Visual Analytics of Life Science Data

The analysis of gene expression experiments on microarrays is challenging scientific endeavor, since it involves the scalable processing of very large, heterogeneous, incomplete, potentially conflicting, and potentially dynamic data. The relevant information (genes active in a biological process) is very difficult to extract and requires the support of automated extraction algorithms based on statistical computing. Unfortunately, the unsupervised application of these statistical measures does not guarantee the successful extraction of relevant information, but requires critical consideration itself. Hence, the use of powerful visualization and interaction methods is of central relevance.

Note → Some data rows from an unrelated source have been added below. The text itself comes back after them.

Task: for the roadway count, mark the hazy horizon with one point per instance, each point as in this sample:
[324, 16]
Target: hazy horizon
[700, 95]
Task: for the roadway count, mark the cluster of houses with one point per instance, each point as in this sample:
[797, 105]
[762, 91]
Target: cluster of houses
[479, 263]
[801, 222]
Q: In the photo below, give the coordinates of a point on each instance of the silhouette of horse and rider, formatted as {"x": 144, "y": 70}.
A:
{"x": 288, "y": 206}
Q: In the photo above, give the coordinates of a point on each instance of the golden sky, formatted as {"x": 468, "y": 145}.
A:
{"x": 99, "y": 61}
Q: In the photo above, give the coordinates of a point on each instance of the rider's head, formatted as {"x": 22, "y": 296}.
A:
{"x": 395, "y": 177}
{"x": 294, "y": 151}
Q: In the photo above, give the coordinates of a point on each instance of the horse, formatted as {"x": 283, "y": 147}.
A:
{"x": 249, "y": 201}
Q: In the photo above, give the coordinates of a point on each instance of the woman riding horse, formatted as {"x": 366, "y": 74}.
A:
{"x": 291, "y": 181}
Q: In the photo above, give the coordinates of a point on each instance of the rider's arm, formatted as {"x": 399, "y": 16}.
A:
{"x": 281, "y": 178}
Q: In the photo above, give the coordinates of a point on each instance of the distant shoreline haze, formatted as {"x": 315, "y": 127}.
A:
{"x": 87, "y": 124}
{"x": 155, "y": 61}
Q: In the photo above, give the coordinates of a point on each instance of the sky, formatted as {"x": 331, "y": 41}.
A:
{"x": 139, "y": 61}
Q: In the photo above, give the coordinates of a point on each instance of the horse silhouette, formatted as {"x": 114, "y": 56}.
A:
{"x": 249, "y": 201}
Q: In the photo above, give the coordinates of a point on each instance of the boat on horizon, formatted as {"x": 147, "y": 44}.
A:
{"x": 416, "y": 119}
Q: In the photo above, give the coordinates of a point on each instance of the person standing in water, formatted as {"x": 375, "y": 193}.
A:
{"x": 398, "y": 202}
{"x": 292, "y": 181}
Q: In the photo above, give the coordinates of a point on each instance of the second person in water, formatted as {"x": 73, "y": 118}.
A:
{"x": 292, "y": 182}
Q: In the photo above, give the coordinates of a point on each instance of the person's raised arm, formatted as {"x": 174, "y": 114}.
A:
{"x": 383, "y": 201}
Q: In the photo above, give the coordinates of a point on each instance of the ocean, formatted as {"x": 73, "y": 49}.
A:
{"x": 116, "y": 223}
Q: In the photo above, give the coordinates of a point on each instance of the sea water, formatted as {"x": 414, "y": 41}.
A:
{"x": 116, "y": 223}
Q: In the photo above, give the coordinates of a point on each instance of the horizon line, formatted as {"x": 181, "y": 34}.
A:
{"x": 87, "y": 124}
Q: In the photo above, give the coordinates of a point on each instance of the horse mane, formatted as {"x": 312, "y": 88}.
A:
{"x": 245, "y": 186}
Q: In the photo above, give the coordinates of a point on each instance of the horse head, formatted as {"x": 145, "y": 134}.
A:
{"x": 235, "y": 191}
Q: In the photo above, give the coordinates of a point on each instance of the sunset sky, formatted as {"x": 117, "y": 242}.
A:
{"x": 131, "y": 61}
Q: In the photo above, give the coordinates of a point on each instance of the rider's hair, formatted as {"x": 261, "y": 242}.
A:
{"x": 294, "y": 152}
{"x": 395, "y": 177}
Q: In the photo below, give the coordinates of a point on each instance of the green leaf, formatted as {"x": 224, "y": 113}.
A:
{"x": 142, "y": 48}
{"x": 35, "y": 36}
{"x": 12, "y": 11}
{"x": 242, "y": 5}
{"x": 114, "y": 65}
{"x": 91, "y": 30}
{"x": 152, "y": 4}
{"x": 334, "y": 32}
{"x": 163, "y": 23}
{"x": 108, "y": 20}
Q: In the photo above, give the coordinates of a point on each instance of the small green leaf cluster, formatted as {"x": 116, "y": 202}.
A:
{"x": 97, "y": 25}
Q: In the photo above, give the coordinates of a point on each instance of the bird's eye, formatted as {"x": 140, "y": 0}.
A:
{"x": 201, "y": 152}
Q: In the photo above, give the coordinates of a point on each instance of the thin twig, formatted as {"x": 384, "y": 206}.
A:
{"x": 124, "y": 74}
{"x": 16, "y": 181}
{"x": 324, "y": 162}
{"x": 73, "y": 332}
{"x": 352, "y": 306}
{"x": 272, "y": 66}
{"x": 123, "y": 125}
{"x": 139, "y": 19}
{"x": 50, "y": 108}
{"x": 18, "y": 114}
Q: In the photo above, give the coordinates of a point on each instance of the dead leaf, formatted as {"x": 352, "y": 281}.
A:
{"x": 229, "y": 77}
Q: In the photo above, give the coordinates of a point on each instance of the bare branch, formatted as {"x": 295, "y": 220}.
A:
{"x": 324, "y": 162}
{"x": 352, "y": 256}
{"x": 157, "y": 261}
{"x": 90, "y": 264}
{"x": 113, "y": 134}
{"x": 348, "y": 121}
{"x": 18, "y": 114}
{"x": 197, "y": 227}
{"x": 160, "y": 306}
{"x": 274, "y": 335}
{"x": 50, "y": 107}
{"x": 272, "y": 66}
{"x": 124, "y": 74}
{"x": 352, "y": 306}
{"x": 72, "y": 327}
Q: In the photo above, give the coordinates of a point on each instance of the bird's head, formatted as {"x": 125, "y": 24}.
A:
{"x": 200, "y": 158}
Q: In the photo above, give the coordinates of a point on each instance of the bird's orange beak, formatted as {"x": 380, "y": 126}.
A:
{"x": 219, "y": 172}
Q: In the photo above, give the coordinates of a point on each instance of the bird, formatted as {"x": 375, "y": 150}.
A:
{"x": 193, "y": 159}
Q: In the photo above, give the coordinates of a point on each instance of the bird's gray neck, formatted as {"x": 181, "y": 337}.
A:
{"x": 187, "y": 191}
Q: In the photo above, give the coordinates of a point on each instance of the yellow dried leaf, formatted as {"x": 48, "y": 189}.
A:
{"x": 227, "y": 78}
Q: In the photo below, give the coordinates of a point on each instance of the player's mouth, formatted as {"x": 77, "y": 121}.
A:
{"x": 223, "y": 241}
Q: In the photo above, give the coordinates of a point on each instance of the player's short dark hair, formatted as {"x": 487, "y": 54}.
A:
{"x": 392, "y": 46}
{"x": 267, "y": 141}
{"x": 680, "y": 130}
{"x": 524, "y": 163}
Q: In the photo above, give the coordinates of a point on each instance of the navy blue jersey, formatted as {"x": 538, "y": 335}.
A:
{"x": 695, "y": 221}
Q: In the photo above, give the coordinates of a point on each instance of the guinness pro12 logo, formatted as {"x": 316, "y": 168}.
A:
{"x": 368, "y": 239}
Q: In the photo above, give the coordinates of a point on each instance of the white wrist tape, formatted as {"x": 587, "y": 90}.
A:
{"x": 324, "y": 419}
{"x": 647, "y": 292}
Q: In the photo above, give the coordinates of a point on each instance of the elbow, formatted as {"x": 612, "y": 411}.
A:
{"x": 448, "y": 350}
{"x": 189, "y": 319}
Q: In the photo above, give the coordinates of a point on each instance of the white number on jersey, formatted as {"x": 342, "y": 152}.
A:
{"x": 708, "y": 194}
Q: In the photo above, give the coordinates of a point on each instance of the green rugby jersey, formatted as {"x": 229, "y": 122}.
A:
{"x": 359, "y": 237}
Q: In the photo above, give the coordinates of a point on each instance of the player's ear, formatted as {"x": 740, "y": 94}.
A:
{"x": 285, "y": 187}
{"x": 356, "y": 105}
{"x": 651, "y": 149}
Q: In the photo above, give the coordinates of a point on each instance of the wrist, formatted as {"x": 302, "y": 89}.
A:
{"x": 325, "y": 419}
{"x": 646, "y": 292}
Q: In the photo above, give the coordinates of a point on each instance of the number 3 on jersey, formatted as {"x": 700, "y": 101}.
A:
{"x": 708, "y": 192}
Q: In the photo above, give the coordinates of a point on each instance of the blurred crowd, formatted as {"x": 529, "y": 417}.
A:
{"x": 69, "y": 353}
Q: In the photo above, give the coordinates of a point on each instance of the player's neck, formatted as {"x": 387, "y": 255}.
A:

The scope of this project is the application of the visual analytics paradigm for the analysis of complex microarray datasets. It combines novel visual exploration and interaction methods with advanced statistical computing to extract the relevant information from potentially huge datasets generated by high-throughput methods such as microarrays. Furthermore, methods from perception research will be applied to create a perception sensitive processing pipeline, including a psychophysical evaluation study on the created methodology. Preliminary results already indicate that this avenue will lead to an effective analysis and “enable profound insight” into the application domain. This visual analytics approach, combining visualization, interaction, data integration, and statistics for large high-throughput experiments in molecular biology, aims at an innovative contribution that enables sustainable and significant impact to the life sciences.


The focus of the work so far has been on the efficient visualization of and the effective interaction with these types of data, aiming at the visual exploration of volumetric datasets. In this context, we designed the SignatureSpace approach, which provided methods for the visual exploration and analysis of volume datasets using information visualization methodology combined with methods from scientific visualization. Due to the focus on volumetric datasets, the SignatureSpace approach allows the visual representation of a large number of data points, which makes it in particular useful for large datasets from bioinformatics, which are still smaller than most volumetric datasets. This was demonstrated in the SPRAY system, which is an application of the SignatureSpace to microarray data. A typical application of SPRAY is the question how physical exercise is 40 influencing the immune response of the human body. Gene expression experiments of saliva samples of the participants of a halfmarathon provided information on a superset of genes, while the biological active genes were exposed by the SPRAY system using a combination of visual and statistical computing. This example is shown in Figure 1, where the information is plotted in a parallel coordinate system. The eight left-most axes represent the gene expression values, while the 10 right-most axes represent the derived information on a variety of statistical correction methods. This combined visualization allows for a more effective and comprehensive visual analysis.

 

Figure 1: Gene expression data (8 dimensions) and derived statistical data (10 dimensions) are visualized together.